Die Dichtkunst als Ernährerin

Angelika Kauffmann (1741-1807): Die Dichtung umarmt die Malerei (1782)
Standort: Sammlung Lord Iveagh Bequest, London;
Quelle: The Yorck Project via wikimedia.commens; Liz.: weltweit gemeinfrei.

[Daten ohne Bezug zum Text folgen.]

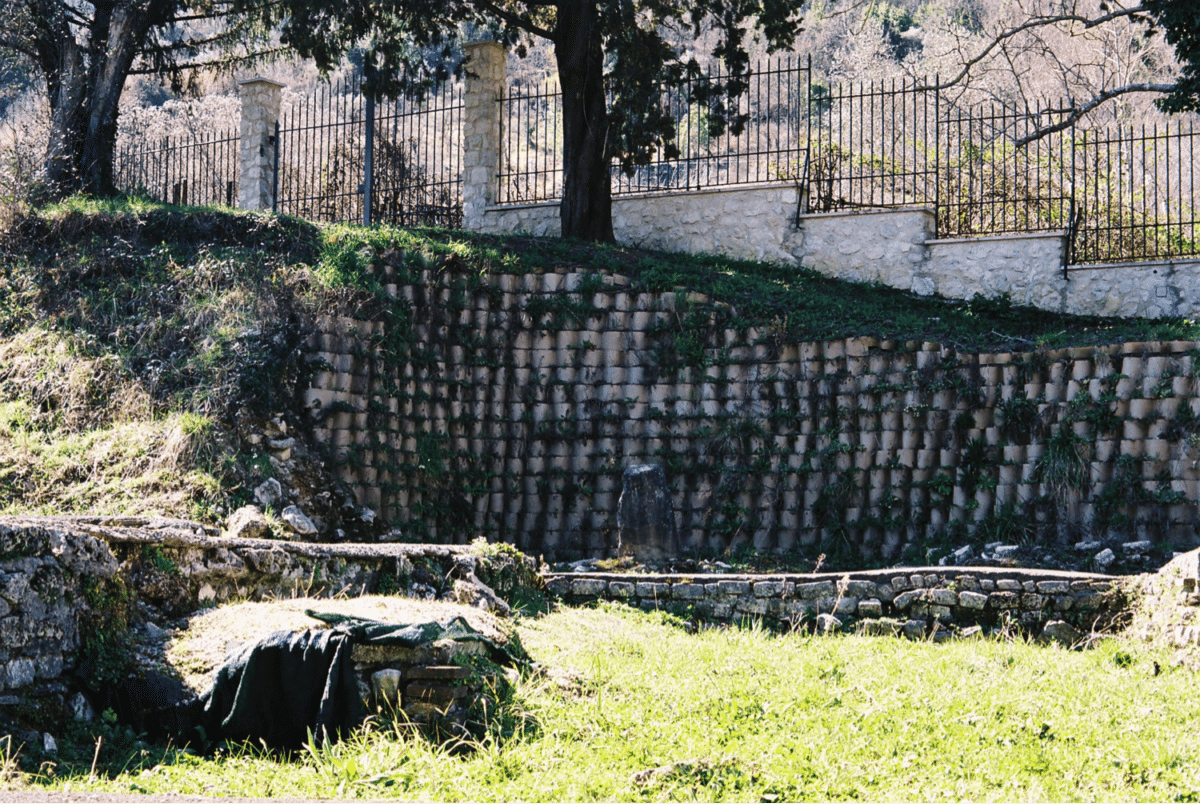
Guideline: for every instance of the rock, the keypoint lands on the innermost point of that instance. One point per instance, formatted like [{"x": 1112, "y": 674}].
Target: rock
[
  {"x": 1062, "y": 633},
  {"x": 269, "y": 493},
  {"x": 385, "y": 688},
  {"x": 645, "y": 516},
  {"x": 828, "y": 624},
  {"x": 19, "y": 673},
  {"x": 972, "y": 600},
  {"x": 247, "y": 522},
  {"x": 298, "y": 522}
]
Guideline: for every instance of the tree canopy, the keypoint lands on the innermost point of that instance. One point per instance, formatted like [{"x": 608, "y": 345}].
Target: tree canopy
[{"x": 85, "y": 51}]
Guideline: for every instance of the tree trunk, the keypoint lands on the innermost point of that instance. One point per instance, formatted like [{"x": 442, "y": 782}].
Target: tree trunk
[
  {"x": 85, "y": 84},
  {"x": 586, "y": 211}
]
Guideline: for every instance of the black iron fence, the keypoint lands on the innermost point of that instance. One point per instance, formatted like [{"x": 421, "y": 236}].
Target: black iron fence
[
  {"x": 1117, "y": 196},
  {"x": 201, "y": 171},
  {"x": 346, "y": 159}
]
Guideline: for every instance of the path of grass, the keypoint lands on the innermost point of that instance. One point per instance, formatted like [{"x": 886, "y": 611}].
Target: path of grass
[{"x": 655, "y": 714}]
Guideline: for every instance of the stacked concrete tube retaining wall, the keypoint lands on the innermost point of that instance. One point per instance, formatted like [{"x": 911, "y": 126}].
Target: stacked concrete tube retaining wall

Die Dichtkunst als Ernährerin

Die Dichtkunst, sagte meine Mutter,
ist ein Geschäft ohn Brot und Butter.
Kein Mensch, von dem sie Kunde hätte,
läg nachts nicht sorgenvoll im Bette,
wär Dichtung nur sein Broterwerb.

Drum sollte ich was Rechtes lernen,
die Kunst verbannen in die Fernen,
mich fest auf meine Füße stellen
und meinen Geist mit dem erhellen,
was eine Frau zum Leben braucht.

Als braves Mädchen, das ich war,
befolgt ich das so manches Jahr,
doch blieb in meinem Hinterkopf
ein Zupfen an dem alten Zopf –
ich wollte ihn nicht tragen.

So nahm ich Stift mir und Papier
Und schrieb, ich kann ja nichts dafür,
so manchen Reim mir heimlich auf
und legt ihn auf den Stapel drauf,
für meinen Seelenfrieden.

Doch irgendwann war es mir leid,
hab' nur die eine Lebenszeit.
Ich suchte mir Gedichte aus
und machte mir ein Büchlein draus.

Ganz ohne wen zu fragen!

© A.W. (immergruen, 26.01.2017)

1 Kommentar:

  1. Glückwunsch zu diesem Gedicht!
    Die als Solitär dastehende allerletzte Verszeile sagt, dass Du letztlich Deinen Weg gefunden hast, eben "ganz ohne wen zu fragen".
    Es steht zu vermuten, dass auch Dein Mütterlein mit Dir zufrieden gewesen wäre.
    Angelika Kauffmanns Bild ist nicht die einzige Illustrationsmöglichkeit zur schreibenden Frau; wie auch Malerinnen, gab es sie schon lange, die Dichterinnen.
    Hier könnte man also durchaus noch weitere Bilder finden, reale und allegorische.